I know of one writer who thinks I'm making a false distinction when I say writing can't make me happy, but my connections with other people can at least show me the way to happiness...but that's the way it has always been for me. For some reason writing, particularly the poetry, was an expression (or an extension), of my withdrawal from humanity, from engagement with the world; and I withdrew from comprehensive engagement with other people because I was hurt by teenage experiences, not for any philosophical reasons. I was hurt and I turned that into a snobbish belief that I was better than everybody else. That they were hopeless robot drones living unfeeling mechanical lives while I was some kind of spectacular free soul who couldn't be conned or caught by all the traps that lay in wait for them. A free soul who, in truth, was scared and lonely and spent most of his time hiding away from life.
Water under the bridge now, of course. Life moves on, and the skinny heavily-bearded youth shouting curses at humanity is now a grey-haired clean-shaven old goat with a weight problem looking to put all the lies and the bullshit behind him and learn how to smile and mean it before it's too late. No empires, no fabulous abstractions, no snobbery left after all my defeats...just a rising faith in the curative powers of love and forgiveness.
How's the air smell? How does the rush of cascading falls sound? Fucking fabulous, if you'll pardon the rather salty language. I just hope I can stay focussed on my new mission and find my way to the water.

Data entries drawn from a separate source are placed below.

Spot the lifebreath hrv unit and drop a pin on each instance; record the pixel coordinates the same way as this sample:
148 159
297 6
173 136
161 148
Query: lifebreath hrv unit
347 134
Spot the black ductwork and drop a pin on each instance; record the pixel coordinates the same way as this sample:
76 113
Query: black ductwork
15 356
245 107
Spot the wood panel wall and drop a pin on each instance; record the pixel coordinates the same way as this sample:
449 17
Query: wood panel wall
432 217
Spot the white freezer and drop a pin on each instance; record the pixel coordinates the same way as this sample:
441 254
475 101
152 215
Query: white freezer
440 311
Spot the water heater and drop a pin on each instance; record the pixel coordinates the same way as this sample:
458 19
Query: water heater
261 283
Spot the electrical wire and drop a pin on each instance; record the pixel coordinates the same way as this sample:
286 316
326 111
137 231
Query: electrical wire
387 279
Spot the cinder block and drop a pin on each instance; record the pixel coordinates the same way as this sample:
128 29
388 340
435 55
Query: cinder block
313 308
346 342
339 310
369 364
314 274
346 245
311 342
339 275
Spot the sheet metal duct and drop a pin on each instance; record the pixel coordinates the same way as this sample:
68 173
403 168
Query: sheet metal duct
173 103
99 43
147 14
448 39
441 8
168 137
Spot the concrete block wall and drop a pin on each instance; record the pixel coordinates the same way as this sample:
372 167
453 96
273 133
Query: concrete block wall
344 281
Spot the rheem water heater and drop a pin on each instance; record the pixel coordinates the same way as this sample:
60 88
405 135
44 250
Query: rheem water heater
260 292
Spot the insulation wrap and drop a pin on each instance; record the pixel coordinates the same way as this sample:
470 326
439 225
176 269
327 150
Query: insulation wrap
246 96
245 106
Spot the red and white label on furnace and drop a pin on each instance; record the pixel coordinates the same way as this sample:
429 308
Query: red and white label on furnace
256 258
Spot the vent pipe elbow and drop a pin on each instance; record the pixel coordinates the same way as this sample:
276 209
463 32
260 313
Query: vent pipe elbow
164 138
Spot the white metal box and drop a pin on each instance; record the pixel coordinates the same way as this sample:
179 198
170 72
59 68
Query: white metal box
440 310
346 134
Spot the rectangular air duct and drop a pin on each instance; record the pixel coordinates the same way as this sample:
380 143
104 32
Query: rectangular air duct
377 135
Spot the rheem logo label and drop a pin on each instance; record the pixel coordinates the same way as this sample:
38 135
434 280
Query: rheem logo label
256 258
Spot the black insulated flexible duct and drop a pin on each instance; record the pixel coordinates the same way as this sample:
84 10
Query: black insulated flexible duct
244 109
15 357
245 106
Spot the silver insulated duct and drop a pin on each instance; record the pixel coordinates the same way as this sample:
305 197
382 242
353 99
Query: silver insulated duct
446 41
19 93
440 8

As for these people who think Springsteen is only doing the Seeger material for the money, well--they don't know Bruce very well. The only time I think he ever consciously went for the money was when he let Landau persuade him "Born in the USA" needed a hit single to finish it off and he added "Dancing in the Dark" (sorry, the video of that still gives me nightmares!). Springsteen is obviously looking for creative renewal with the Seeger material. It's an act of humility, going back to somebody he feels might be able to articulate the mood of the times better than him. My other great hero Dylan did the same thing when he was trying to come out of a creative slump that had lasted nearly a decade: he recorded two albums of folk standards (both excellent albums, if you haven't heard them), and after that he was sufficiently recharged to create "Time Out Of Mind", which won a Grammy. As you have said, Springsteen's next project will be massive and inspired and then everybody will realise what he was doing. Unless the self-righteous bastards just congratulate him for returning to the true path...

Bruce Hodder said...

Isn't it interesting that this 40-something phenomenon hits more people than it misses? And I think that's what it is, though the end of my relationship and the death of my friend triggered it.The same events at a different time would have had no impact, or at least no comparable impact. Yeah, better days. I believe that implicitly (and I love that song).

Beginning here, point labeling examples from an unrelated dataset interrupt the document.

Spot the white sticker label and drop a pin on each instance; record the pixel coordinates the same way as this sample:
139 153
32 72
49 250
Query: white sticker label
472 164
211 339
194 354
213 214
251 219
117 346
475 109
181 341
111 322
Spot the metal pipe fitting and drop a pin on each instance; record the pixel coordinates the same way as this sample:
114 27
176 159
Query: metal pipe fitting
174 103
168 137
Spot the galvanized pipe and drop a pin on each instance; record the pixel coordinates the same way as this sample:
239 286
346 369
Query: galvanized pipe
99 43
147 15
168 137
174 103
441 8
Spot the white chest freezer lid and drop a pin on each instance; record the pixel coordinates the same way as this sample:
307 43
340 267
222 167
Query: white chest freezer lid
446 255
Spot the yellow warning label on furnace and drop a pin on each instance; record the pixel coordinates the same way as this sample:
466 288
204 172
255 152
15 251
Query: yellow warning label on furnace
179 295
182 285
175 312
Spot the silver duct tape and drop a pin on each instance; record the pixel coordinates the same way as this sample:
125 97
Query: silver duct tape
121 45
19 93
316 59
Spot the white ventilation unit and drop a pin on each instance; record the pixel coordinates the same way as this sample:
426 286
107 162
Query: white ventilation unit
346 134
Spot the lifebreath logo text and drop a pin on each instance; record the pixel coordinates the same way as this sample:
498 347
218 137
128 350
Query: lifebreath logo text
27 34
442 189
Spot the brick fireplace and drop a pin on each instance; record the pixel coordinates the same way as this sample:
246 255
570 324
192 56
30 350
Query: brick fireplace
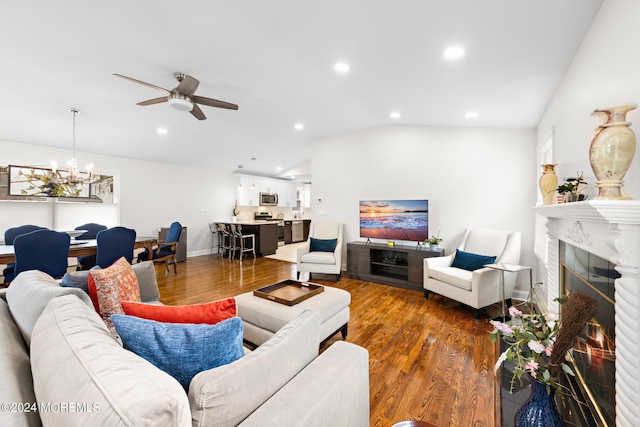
609 229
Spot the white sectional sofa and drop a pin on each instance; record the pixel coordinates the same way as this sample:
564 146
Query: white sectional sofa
61 367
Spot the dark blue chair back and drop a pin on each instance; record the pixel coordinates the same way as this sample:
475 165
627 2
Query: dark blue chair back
9 236
114 243
92 230
44 250
88 261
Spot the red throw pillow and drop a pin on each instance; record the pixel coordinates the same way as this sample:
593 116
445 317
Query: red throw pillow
208 313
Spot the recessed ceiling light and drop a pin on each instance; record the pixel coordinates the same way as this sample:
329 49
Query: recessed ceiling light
454 52
341 67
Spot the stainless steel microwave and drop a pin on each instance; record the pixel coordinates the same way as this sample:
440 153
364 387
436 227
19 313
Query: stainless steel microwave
268 199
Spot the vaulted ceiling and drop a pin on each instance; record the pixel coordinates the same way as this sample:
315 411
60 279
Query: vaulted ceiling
275 59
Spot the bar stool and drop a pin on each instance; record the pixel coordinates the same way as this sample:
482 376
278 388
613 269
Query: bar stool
239 241
225 239
213 228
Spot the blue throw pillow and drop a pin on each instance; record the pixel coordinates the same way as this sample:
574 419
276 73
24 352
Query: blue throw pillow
323 245
181 349
470 261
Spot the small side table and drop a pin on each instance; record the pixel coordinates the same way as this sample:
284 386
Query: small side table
510 268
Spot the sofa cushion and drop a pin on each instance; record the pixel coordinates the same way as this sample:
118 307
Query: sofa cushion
323 245
78 279
146 274
226 395
209 313
29 294
109 286
457 277
470 261
319 258
181 350
16 384
75 359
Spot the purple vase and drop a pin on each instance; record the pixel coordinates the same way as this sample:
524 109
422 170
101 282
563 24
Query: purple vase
539 410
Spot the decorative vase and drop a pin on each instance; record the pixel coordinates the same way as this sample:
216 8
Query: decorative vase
613 146
540 409
548 183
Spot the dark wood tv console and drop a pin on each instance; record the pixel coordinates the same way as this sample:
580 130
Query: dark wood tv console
399 266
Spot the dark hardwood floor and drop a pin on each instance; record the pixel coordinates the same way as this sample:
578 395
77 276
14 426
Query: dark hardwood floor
429 359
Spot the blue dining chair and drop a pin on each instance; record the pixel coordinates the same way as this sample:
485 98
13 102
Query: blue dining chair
166 250
89 261
44 250
9 236
113 243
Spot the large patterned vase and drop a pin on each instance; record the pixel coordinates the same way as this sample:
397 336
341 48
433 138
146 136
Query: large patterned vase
539 410
612 149
548 183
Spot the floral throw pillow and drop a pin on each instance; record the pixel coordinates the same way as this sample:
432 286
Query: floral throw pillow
111 285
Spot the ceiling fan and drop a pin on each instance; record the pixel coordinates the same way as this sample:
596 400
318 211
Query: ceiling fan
182 96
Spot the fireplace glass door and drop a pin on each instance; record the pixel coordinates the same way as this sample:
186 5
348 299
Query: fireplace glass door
593 355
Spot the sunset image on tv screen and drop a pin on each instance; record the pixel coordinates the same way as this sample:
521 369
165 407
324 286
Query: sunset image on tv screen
395 219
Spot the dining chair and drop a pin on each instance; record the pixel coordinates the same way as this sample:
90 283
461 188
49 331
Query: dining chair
166 250
113 243
43 250
89 261
9 236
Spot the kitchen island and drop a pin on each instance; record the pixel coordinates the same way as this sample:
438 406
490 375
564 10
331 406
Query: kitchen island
266 233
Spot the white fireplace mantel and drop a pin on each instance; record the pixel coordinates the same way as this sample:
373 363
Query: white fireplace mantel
609 229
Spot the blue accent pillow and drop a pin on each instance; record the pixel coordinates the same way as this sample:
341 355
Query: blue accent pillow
323 245
470 261
181 349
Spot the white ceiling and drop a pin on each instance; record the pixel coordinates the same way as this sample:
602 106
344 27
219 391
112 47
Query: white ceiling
275 60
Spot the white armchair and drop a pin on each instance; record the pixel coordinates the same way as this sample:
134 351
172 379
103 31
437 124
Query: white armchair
481 287
319 256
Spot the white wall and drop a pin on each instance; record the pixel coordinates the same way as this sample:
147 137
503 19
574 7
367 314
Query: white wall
472 178
150 195
604 72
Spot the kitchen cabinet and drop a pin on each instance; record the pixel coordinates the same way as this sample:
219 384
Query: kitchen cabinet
248 189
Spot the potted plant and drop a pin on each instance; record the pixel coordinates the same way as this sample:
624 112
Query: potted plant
571 188
434 242
537 346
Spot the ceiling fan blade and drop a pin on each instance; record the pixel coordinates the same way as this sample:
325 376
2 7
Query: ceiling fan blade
197 113
142 83
153 101
213 102
187 86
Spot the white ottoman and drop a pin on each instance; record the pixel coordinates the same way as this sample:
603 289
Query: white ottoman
262 318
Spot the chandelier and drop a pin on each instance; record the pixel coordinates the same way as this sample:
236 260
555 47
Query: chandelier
74 175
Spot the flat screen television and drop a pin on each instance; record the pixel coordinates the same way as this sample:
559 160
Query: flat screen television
395 219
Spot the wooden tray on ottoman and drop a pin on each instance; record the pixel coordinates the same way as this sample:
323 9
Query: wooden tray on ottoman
289 292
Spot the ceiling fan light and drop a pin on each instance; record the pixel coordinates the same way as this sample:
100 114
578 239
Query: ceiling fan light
181 104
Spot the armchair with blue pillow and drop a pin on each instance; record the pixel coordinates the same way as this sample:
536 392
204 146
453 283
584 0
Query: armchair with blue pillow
461 276
322 252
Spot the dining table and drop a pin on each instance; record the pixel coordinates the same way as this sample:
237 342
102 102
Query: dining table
78 248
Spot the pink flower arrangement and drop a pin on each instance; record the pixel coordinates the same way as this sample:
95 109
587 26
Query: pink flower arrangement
531 338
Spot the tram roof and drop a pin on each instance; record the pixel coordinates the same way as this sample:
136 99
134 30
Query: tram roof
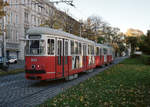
50 31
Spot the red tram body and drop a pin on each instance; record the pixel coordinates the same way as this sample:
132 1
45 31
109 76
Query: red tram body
54 54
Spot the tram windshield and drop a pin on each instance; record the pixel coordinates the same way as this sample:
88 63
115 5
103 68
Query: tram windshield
35 47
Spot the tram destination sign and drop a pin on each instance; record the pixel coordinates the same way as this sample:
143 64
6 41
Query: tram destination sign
34 36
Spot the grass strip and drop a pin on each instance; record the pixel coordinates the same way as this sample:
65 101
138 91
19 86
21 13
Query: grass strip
125 84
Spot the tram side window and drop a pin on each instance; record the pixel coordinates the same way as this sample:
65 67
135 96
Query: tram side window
80 51
50 46
59 51
72 47
105 51
92 50
97 51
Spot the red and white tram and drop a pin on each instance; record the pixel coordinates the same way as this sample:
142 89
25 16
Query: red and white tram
54 54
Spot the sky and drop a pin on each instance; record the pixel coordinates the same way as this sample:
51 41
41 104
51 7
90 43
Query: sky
123 14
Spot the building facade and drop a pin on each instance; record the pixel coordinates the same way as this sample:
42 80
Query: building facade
22 15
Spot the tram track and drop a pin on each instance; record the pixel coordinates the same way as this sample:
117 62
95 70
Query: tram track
25 93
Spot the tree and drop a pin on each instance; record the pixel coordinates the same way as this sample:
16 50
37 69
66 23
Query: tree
144 44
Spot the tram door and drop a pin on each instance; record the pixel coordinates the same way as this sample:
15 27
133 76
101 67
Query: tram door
84 56
62 58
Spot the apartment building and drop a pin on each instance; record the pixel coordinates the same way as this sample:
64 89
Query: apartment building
22 15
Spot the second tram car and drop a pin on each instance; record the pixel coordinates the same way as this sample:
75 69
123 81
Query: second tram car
54 54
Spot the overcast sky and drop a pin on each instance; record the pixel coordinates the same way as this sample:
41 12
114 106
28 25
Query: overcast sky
119 13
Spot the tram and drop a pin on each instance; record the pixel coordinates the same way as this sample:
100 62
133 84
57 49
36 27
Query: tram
54 54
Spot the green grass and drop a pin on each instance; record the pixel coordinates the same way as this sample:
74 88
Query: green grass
10 72
125 84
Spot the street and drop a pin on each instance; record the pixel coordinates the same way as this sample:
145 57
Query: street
16 91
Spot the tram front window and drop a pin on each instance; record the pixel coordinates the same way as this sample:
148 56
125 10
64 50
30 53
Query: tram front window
35 47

The days when Springsteen was misunderstood as an icon of American jingoism were really strange, weren't they? He wasn't as strident about his politics then as he is now, but he didn't exactly hide his liberalism either.
(If liberalism really defines his politics.)Artists are always victims of their audience's preconceptions about them: look how Dylan's record sales dropped when he became Born Again (or whatever happened there). He was supposed to go on rewriting "Blowin' In The Wind" forever.

One thing I love about the Seeger material is that it has enabled Bruce to loosen up and find his joy again. I'm a massive fan of his first two albums, and Bruce himself has likened the freedom of the Seeger sound to those wild, weird early records. (Can anyone listen to "Rosalita (Come Out Tonight)" and not feel wonderful?) It'll be interesting to see if that yea-saying vibe translates to the new material.